- Born: Ilse Hellman 28 September 1908 Vienna, Austria
- Died: 3 December 1998 (aged 90) London, England
- Citizenship: Austria; United Kingdom;
- Education: University of Vienna
- Occupations: Psychoanalyst; Child development expert;
- Spouse: Arnold Noach ​(died)​
- Children: 1
- Scientific career
- Fields: Child development
- Workplaces: Parents' Association Institute; Hampstead War Nurseries; Hampstead Child Therapy Course and Clinic;

= Ilse Hellman =

Austrian-born British child development researcher (1928–1998)

Ilse Hellman Noach (28 September 1908 – 3 December 1998) was an Austrian-British psychoanalyst and child development expert. She worked with child evacuees from London with psychological issues in the first two years of the Second World War under the employ of the Home Office before working at Anna Freud's Hampstead War Nurseries until the war was over. Hellman trained in psychoanalysis under Dorothy Burlingham and worked at Burlingham's and Freud's Hampsead Child Therapy Course and Clinic from 1945 until her retirement in 1992. She published From War Babies to Grandmothers: Forty-Eight Years in Psychoanalysis in 1990.

==Early life and family background==
On 28 September 1908, Hellman was born in Vienna. She was the youngest of three children and the daughter of Paul Hellman, the textile mill owner and co-founder of the Salzburg Festival, and his wife Irene Hellman-Redlich. Hellman's family were wealthy Jews, and her parents were art patrons who encouraged the arts and promoted local distinction earning musicians such as Adolf Busch, the violinist, and Rudolf Serkin, the pianist. Both her parents and brother died in Nazi concentration camps. Hellman was educated at a Roman Catholic boys' school.

==Career==

When she left school, and having grown a fascination with children in Vienna, she enrolled on a two-year course that specialised in juvenile delinquency and child psychology against the wishes of her family. Hellman ventured to France in 1931 and attended evening classes in child psychology at the Sorbonne whilst working at a young offenders' home for those ineligible to be sent to prison close to Paris, from 1931 to 1932. Between 1933 and 1935, she stayed in Paris working at a children's assessment centre for those from difficult backgrounds. Hellman went on to study at the University of Vienna in its Department of Child Development for two years from 1935 to 1937 under Charlotte Bühler, the Professor of Child Development. In 1937, after earning her Doctor of Philosophy degree, she was invited by Bühler to go to the Parents' Association Institute in London and aid in her study of children who had learning disabilities. Hellman remained at the Parents' Association Institute until 1939.
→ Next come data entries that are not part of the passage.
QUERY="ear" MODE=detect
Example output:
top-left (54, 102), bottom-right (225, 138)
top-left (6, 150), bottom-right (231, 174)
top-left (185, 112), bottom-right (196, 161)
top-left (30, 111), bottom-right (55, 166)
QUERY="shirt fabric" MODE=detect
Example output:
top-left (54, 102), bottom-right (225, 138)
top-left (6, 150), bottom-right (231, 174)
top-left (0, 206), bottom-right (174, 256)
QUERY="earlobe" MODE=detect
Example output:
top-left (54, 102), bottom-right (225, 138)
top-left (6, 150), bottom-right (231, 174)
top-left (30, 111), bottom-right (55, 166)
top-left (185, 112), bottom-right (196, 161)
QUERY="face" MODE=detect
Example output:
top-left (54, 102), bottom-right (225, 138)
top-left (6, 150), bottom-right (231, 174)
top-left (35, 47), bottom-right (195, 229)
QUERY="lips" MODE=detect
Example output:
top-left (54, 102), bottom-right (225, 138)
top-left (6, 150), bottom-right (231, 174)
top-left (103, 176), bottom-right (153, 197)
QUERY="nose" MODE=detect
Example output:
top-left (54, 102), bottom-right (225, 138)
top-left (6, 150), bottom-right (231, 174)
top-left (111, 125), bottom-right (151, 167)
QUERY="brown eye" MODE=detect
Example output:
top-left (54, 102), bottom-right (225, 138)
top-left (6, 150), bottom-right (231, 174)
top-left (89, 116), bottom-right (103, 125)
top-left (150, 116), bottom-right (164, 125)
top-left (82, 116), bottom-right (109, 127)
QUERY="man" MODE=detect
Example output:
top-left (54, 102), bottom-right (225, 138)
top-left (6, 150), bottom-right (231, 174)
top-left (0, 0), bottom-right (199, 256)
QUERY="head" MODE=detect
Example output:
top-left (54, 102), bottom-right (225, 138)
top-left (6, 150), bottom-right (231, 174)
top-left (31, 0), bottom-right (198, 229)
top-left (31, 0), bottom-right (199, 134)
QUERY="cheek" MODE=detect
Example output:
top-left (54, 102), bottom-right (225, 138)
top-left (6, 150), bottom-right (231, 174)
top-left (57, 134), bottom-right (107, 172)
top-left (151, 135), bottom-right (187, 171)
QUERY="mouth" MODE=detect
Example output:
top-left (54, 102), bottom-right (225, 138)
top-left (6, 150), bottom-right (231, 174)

At the beginning of the Second World War, she was sent to the Isle of Man because she was deemed "an enemy alien". Hellman was released not long after since there was a shortage of psychiatrists addressing evacuees' emotional issues. The Home Office employed her to work with child evacuees escaping from the threat of air raids to rural areas from London from 1939 to 1941. Many of the children Hellman worked with had psychological problems from being separated from their families and had a variety of conditions such as nocturnal enuresis, eating disorders, and disturbed sleep. At 1941's end, she was invited by Anna Freud, the daughter of Sigmund Freud, to work at her Hampstead War Nurseries alongside Dorothy Burlingham. Hellman remained at the nurseries until the end of the war in 1945. Whilst working at the nurseries, she began training in psychoanalysis under Burlingham.

In 1945, Hellman was appointed an associate member of the British Psychoanalytical Society and was promoted to a full member seven years later. She was training analyst and a leading person of the Anna Freudian Group from 1955 onwards. Hellman went on to join the staff of Burlingham's and Freud's Hampstead Child Therapy Course and Clinic in 1945, and led the adolescents department and was director of the research project on adolescence alongside Liselotte Frankl. She published papers on adolescence psycho-sexual development, their suitability for psychoanalytic treatment and the difficulties of such treatment. Hellmann did other topics and taught both at the clinic and at Institute of Psycho-Analysis from 1942 to 1945. She worked with two separate analysts for each practice analysing mother and child and a coordinator to compile the findings until her worsening health forced her to retire in 1992 but maintained an interest in her profession. Hellman had published, From War Babies to Grandmothers: Forty-Eight Years in Psychoanalysis, two years earlier in 1990.

==Personal life==

She was married to the Dutch art historian Arnold Noach following the war until his sudden death in 1976. They had a daughter, Maggie Noach, who was a literary agent. On 3 December 1998, Hellman died in London.

==Legacy==

Clifford Yorke in Hellman's entry in the International Dictionary of Psyschoanalysis described her impact as "Generations of analysts have cause to be grateful for her guidance, instruction, and, above all, her wisdom" and wrote, "Her deeply empathic understanding of the problems encountered by students in their clinical work made her a valued mentor in work with both adults and children. Her clinical skills with children of all ages secured her international reputation."